Using pd.crosstab to compute a contingency table of two or more factors. 
Grab one or more columns as input



Returns the counts of each combination as input factors.

In [151]:
# create contingency table
type_district_table = pd.crosstab(df['primary_type'], df['district'])

# chi-squared test, p-value, degree of freedom, expected frequencies
chi2_stat, p_val, dof, expected = stats.chi2_contingency(type_district_table)

# print results. :.2f and :.4 represents float numbers with 2 and 4 decimal places
print("Chi-square statistic: {:.2f}, p-value: {:.4f}".format(chi2_stat, p_val))


Chi-square statistic: 2325.80, p-value: 0.0000


In [152]:
# contingency table of district and crime rating
dist_crime_table = pd.crosstab(df['district'], df['crime_rating'])

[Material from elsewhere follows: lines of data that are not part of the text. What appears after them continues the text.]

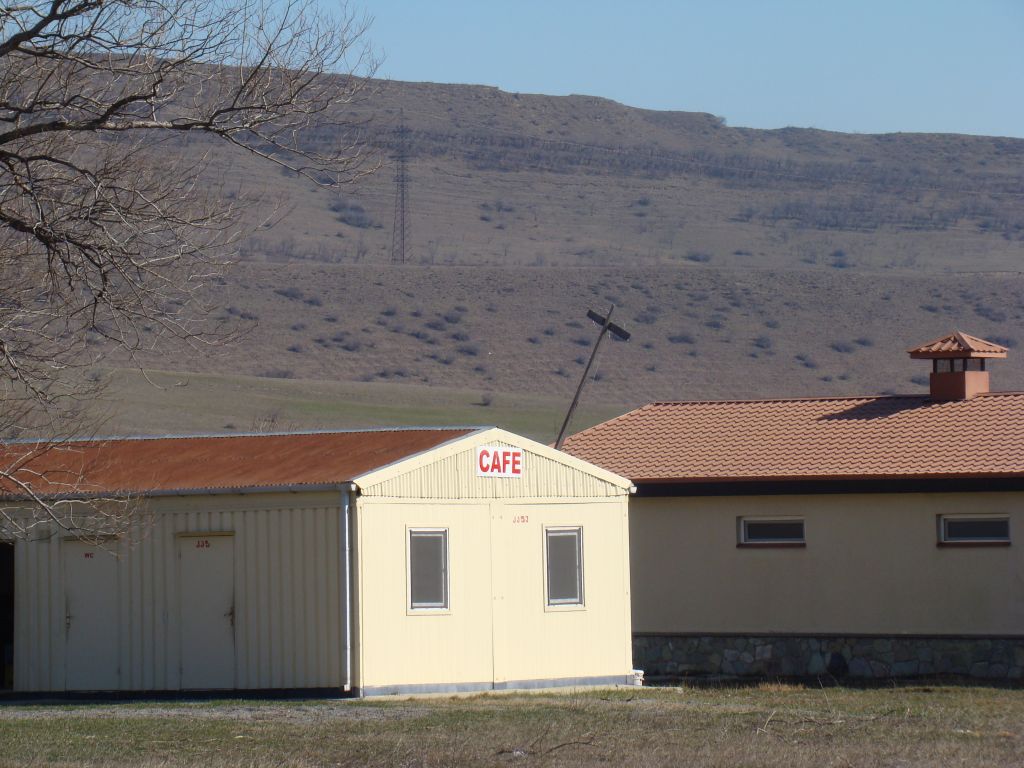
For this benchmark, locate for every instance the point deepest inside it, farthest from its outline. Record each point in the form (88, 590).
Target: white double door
(206, 611)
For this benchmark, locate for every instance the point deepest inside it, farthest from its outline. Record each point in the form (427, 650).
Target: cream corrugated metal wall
(289, 596)
(455, 477)
(498, 629)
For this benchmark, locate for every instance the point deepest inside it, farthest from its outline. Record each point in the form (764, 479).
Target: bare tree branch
(111, 114)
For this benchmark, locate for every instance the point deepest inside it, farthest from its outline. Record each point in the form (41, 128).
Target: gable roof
(814, 438)
(153, 465)
(957, 344)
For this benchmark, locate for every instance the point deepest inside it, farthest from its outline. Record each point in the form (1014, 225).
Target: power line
(399, 228)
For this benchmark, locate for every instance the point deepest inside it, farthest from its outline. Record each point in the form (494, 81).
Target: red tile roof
(824, 438)
(174, 464)
(957, 344)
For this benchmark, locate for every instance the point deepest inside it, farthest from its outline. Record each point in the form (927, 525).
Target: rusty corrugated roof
(957, 344)
(194, 463)
(823, 438)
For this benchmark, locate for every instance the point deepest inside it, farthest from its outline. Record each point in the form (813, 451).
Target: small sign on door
(497, 461)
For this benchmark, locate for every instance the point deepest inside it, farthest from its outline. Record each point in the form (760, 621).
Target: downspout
(347, 495)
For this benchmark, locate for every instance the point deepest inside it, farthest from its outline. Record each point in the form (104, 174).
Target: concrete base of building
(841, 656)
(510, 685)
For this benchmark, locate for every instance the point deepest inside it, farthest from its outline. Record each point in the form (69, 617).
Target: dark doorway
(6, 616)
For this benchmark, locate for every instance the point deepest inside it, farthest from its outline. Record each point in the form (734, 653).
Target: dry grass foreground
(768, 724)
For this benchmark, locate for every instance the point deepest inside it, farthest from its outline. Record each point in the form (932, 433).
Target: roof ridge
(923, 395)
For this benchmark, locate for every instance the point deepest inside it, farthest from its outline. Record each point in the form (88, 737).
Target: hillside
(747, 263)
(514, 179)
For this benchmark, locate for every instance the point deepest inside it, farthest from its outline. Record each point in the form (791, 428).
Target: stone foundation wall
(839, 656)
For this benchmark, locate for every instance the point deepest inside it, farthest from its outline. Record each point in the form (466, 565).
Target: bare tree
(113, 116)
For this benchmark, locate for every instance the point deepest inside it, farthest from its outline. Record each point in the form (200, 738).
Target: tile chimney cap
(957, 345)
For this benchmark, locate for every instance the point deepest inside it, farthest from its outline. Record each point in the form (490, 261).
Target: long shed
(375, 561)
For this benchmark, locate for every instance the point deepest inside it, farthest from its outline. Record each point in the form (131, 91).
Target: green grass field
(765, 725)
(162, 402)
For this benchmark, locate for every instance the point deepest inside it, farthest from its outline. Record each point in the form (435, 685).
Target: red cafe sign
(497, 461)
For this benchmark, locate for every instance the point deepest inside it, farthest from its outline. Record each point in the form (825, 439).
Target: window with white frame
(777, 531)
(563, 555)
(428, 571)
(974, 529)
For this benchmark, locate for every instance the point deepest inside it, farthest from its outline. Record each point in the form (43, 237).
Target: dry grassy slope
(748, 263)
(698, 333)
(504, 178)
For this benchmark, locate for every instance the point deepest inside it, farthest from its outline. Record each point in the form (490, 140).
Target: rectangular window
(974, 529)
(564, 556)
(428, 568)
(787, 531)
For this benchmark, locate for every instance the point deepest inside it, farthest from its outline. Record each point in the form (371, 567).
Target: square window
(428, 573)
(974, 529)
(564, 562)
(754, 530)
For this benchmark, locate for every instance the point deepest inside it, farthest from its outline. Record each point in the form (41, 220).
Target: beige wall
(288, 592)
(498, 629)
(870, 565)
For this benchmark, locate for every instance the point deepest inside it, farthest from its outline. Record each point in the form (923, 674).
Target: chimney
(957, 365)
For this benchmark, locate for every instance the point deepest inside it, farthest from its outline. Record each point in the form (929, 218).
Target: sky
(864, 66)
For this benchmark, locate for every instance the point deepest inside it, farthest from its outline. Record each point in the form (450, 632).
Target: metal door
(90, 616)
(206, 595)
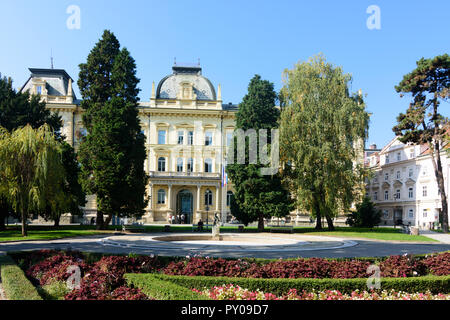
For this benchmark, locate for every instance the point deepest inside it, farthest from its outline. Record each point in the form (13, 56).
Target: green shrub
(281, 286)
(161, 289)
(54, 291)
(15, 283)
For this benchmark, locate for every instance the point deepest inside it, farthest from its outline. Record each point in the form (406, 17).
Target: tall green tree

# chi-square test of independence
chi2_stat, p_val, dof, expected = stats.chi2_contingency(dist_crime_table)

print("Chi-square statistic: {:.2f}, p-value: {:.4f}".format(chi2_stat, p_val))

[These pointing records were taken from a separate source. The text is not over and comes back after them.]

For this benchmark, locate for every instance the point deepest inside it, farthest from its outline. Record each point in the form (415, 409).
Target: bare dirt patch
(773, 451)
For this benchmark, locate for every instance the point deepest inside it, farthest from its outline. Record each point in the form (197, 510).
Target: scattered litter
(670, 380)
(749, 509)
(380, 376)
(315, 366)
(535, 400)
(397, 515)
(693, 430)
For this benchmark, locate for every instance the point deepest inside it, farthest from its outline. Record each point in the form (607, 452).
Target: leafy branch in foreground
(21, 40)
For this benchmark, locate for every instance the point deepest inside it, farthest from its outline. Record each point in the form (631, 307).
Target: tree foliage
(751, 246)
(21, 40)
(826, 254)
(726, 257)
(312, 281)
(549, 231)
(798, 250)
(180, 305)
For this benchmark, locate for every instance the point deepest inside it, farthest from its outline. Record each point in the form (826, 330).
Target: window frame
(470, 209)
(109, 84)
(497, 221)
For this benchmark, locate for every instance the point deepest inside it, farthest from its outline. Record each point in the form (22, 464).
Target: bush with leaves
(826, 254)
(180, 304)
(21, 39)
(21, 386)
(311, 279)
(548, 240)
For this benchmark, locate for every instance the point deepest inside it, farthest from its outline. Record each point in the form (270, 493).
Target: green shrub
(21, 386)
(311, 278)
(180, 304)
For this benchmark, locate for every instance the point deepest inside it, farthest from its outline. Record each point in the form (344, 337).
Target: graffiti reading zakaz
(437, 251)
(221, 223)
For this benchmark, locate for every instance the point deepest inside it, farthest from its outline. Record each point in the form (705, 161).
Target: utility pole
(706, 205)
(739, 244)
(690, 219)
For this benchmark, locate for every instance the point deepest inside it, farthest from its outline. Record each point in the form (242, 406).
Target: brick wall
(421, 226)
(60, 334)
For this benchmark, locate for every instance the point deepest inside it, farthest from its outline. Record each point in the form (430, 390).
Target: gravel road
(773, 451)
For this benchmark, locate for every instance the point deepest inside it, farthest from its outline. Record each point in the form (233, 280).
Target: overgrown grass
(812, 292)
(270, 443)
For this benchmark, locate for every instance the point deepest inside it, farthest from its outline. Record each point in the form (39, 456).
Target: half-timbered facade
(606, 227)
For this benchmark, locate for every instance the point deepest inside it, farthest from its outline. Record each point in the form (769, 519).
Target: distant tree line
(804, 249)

Chi-square statistic: 627.86, p-value: 0.0000


In [153]:
fig = px.bar(type_district_table, x=type_district_table.index, y=type_district_table.columns,
             title='Number of Crimes by District and Primary Type',
             labels={'x': 'District', 'y': 'Number of Crimes'},
             barmode='relative')
fig.show()

In [154]:
df7 = df[df['district'] == 7] # Filters district column of dataframe to display district 7
df24 = df[df['district'] == 24] # Filters district column of dataframe to display district 24

# Display df7 by primary type and crime rating, color coded by crime rating
fig3 = px.bar(df7, x='primary_type', y='crime_rating', color='crime_rating',
            color_continuous_scale=px.colors.sequential.Reds, # Color scheme
            title='District 7 Crime Count', hover_data=['primary_type']) # Data shown when hovering over chart
fig3.show() # .show() to display the bar chart

# Display df24 by primary type and crime rating, color coded by crime rating
fig4 = px.bar(df24, x='primary_type', y='crime_rating', color='crime_rating',
            color_continuous_scale=px.colors.sequential.Darkmint, # Color scheme 
            title='District 24 Crime Count')
fig4.show() # .show() to display the bar chart

### These graphs show high crime rating crimes but vary in the types. District 24, which is a higher income area has a higher theft count than lower income districts like district 7. District 7 shows more battery and assault crimes compared to district 24.

In [58]:
df6 = df[df['district'] == 6]
df14 = df[df['district'] == 14]

fig3 = px.bar(df6, x='primary_type', y='crime_rating', color='crime_rating',  color_continuous_scale=px.colors.sequential.Reds, title='District 6 Crime Count', hover_data=['primary_type'])
fig3.show()

fig4 = px.bar(df14, x='primary_type', y='crime_rating', color='crime_rating', color_continuous_scale=px.colors.sequential.Darkmint, title='District 14 Crime Count')
fig4.show()

In [48]:
df.to_csv('crimecapstone.csv', index=False)